Transformations are covered in more detail in training/inference pipelines, as transformations typically happen after the feature store. If you store transformed features in feature groups, the feature data is no longer useful for EDA (as it near to impossible for Data Scientists to understand the transformed values). It also makes it impossible for inference pipelines to log untransformed feature values and predictions for an operational model. There is one use case for storing transformed features in feature groups - when you need to have ultra low latency when reading precomputed features (and online transformations when reading features add too much latency for your use case). The figure below shows to include transformations in your feature pipelines.

Feature Engineering in Python#

Python is the most widely used framework for feature engineering due to its extensive library support for aggregations (Pandas), data validation (Great Expectations), and dimensionality reduction (embeddings, PCA), and transformations (in Scikit-Learn, TensorFlow, PyTorch). Python also supports open-source feature engineering frameworks used for automated feature engineering, such as featuretools that supports relational and temporal sources.

Feature Engineering in Spark/PySpark#

Spark is popular as a feature engineering framework as it can scale to process larger volumes of data than Python, and provides native support for aggregations, and it supports many of the same data validation (Great Expectations), and dimensionality reduction algorithms (embeddings, PCA) as Python.
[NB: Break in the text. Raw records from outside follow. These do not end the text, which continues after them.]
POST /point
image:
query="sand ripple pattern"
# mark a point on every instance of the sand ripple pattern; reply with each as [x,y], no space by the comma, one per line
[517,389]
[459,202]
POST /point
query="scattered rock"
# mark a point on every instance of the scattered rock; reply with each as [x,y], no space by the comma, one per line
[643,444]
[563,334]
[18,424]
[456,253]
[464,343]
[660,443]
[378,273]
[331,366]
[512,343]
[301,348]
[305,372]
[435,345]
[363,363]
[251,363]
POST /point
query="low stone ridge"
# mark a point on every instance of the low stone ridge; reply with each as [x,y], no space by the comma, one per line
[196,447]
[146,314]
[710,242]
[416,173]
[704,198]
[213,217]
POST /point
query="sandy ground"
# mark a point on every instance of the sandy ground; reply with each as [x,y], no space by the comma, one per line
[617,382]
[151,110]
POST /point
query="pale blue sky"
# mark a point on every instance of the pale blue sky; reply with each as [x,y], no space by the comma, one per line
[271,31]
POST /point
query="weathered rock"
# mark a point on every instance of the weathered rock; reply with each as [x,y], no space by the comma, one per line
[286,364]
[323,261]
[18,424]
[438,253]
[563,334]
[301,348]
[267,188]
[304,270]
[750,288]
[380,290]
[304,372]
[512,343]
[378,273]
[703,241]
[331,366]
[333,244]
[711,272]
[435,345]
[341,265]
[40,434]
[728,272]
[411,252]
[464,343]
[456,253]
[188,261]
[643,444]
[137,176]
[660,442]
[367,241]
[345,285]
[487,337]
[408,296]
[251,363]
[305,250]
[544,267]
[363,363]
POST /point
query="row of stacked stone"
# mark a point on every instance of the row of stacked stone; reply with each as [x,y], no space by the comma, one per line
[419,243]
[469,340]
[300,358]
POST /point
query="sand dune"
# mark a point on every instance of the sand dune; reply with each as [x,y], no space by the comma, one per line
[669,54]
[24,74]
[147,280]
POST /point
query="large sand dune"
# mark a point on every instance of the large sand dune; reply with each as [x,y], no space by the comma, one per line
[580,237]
Spark also has native support for transformations, which are useful for analytical models (batch scoring), but less useful for operational models, where online transformations are required, and Spark environments are less common. Online model serving environments typically only support online transformations in Python.

Feature Engineering in SQL#

SQL has grown in popularity for performing heavy lifting in feature pipelines - computing aggregates on data - when the input data already resides in a data warehouse. Data warehouses also support data validation, for example, through Great Expectations in DBT. However, SQL is not mature as a platform for transformations and dimensionality reductions, where UDFs are applied row-wise.

You can do aggregation in SQL for data in your data warehouse or database.

Flink is used for feature engineering when you need very fresh features computed in real-time. Flink pipelines are often written in Java, and provide native support for aggregations, with dimensionality reduction algorithms and transformations also possible in Java.